RelayRides Puts You In The Rental Car Business

May 12, 2011
RelayRides demo

RelayRides demo

How often do you use your car each day? Even if you commute in it, chances are good that it’s idle for more hours than it’s in use. If you live in a big city, you may use your car on weekends only, so wouldn’t it be nice to earn income from your car when it’s not in use?

That’s the idea behind RelayRides, a car sharing service started by Shelby Clark. Like ZipCar, RelayRides is membership based and charges users an hourly rate. Unlike ZipCar, vehicles used by RelayRides are privately owned, which opens up a whole new set of potential problems. Do you really think that a total stranger will take care of your car the way you do? Do you trust them to operate a vehicle they don’t own in a safe and responsible manner? What happens in the event of an accident, and who’s responsible for maintaining cars in the RelayRides fleet?
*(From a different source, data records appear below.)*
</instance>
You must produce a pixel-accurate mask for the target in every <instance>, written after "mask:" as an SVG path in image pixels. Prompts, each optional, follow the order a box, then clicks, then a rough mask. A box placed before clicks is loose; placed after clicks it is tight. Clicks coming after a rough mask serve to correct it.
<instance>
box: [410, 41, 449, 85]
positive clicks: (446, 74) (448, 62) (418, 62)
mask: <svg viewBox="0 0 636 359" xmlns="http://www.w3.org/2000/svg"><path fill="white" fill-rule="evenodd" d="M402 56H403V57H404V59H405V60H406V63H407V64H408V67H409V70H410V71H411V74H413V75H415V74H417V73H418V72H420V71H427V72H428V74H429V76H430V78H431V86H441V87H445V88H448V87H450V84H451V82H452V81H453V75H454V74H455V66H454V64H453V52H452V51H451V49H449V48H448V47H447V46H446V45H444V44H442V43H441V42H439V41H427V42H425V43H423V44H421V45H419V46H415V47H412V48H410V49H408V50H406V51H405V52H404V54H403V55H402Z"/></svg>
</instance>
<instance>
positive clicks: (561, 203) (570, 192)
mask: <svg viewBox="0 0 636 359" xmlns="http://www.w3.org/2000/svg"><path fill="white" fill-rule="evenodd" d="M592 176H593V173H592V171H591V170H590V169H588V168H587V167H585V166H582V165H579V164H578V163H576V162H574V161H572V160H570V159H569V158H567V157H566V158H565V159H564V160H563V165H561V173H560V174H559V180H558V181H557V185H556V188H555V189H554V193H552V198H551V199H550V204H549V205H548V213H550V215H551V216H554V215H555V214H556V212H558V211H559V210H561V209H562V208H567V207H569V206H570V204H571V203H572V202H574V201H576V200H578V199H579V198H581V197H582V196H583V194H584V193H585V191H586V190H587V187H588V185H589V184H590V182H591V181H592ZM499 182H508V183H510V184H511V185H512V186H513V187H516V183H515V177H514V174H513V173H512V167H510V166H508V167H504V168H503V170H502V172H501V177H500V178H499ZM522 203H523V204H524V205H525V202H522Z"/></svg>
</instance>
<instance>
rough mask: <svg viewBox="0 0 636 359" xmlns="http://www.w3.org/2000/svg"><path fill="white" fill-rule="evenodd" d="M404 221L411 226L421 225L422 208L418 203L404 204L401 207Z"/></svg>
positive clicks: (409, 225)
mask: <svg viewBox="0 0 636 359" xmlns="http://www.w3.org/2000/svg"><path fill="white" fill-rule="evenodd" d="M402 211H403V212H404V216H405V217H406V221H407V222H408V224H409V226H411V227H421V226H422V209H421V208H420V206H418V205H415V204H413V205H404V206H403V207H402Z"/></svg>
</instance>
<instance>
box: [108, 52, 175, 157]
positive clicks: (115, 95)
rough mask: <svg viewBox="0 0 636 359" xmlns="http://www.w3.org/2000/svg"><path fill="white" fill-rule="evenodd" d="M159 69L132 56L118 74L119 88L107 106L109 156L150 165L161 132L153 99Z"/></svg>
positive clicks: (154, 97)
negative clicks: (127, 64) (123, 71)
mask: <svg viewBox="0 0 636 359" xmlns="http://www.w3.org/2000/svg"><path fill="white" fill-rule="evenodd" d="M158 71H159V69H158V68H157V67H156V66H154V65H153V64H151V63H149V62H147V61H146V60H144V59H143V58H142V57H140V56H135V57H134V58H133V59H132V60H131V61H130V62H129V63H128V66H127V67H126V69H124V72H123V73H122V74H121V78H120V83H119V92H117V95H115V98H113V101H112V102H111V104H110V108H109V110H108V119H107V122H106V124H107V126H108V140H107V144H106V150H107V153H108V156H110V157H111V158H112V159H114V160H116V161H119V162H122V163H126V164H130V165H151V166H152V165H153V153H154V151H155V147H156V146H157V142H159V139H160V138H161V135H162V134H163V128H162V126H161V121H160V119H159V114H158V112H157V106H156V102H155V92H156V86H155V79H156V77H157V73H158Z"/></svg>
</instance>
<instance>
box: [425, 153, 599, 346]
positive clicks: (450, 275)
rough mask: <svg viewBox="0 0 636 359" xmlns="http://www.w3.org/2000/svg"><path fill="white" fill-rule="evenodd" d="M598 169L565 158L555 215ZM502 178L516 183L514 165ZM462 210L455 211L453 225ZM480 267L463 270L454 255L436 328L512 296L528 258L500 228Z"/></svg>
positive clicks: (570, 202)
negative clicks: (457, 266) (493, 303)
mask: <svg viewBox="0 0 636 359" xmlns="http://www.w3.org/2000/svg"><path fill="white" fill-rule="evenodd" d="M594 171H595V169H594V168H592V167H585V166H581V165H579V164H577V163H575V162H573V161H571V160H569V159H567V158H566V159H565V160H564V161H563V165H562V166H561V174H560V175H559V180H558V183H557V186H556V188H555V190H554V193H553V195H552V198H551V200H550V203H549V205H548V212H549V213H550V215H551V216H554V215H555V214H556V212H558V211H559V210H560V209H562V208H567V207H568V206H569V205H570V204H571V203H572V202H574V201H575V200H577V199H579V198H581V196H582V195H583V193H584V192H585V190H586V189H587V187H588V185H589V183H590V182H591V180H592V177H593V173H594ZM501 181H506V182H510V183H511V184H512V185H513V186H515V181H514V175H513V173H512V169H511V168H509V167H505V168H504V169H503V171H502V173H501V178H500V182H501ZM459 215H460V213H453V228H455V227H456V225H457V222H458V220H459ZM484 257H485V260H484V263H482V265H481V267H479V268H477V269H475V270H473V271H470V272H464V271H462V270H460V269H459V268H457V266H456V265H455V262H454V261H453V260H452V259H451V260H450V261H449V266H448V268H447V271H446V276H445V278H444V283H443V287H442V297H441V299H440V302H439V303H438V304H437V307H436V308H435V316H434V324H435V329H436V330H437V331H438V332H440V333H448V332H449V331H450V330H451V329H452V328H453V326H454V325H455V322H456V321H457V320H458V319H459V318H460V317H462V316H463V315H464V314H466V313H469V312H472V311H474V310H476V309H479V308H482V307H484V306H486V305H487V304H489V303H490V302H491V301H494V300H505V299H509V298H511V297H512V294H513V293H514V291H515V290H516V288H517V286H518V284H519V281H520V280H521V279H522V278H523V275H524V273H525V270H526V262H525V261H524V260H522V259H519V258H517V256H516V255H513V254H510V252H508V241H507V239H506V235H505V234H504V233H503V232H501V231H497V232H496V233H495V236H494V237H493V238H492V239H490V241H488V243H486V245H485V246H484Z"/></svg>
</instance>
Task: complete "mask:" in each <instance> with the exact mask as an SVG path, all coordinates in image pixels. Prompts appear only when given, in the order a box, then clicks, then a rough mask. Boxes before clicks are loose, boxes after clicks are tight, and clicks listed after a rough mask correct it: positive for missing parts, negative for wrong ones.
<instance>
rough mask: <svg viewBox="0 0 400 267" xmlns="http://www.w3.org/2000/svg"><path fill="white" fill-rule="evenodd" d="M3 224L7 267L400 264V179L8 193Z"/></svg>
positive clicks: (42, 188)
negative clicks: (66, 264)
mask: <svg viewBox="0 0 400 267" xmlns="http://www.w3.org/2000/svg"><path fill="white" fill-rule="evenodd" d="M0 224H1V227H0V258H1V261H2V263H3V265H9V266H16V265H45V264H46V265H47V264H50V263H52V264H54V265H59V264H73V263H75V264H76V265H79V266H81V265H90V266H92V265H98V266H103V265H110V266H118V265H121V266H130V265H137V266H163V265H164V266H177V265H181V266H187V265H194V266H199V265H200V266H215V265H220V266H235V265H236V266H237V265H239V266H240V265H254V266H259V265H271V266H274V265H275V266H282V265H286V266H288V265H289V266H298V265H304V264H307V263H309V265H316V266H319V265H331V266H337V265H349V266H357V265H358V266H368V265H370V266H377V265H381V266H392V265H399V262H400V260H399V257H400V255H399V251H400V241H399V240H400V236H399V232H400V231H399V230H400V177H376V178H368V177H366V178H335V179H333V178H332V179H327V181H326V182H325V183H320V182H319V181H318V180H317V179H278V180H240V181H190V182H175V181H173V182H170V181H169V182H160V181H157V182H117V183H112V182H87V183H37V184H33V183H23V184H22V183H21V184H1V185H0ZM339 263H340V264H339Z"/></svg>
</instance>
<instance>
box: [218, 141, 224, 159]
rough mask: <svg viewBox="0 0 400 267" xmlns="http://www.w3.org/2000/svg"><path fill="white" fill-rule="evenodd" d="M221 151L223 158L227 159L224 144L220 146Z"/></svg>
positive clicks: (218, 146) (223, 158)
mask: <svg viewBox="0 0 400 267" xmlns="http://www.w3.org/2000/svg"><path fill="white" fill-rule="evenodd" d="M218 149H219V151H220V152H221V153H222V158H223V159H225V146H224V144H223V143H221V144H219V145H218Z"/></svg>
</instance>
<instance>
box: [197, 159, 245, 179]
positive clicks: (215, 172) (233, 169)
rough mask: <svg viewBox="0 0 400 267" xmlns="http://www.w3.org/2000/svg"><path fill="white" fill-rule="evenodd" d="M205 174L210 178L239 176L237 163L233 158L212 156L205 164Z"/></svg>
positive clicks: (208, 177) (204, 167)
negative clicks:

As you’d expect, the company has considered those variables and more. RelayRides carries a $1 million insurance policy on each borrower, who must be over 21 with a spotless driving record. RelayRides inspects and certifies each vehicle submitted for use, but puts the responsibility of maintenance back on the vehicle owner. Owners are even responsible for fuel costs, although renters are asked to fill the tank (with a supplied gas card) when the level drops below a quarter tank.

So what do vehicle owners get from this service? If the RelayRides website is to be believed, car owners can earn up to $7,400 annually by renting a “specialty” vehicle like a luxury car, SUV or van for 20 hours during the week. On the low side, if you own an economy car and rent it out for 10 hours per week, that’s still an additional $2,300 per year. You need to deduct gas and upkeep from these amounts, but that’s still decent supplemental income if you’re not particular about who drives your car.

For now, RelayRides is available in Boston and San Francisco only, although the website welcomes suggestions for new cities. There are currently some 2,000 RelayRides borrowers and 100 car owners enrolled in the program, and Clark sees the appeal as going beyond car sharing. He’s working on a cooperative relationship with automakers and car dealerships, as RelayRides may be the best way to sample a new vehicle prior to purchase.

If investors can be used to measure success, then RelayRides is well on their way; to date, Clark has netted some $5.1 million in investments from companies like Google Ventures and August Capital.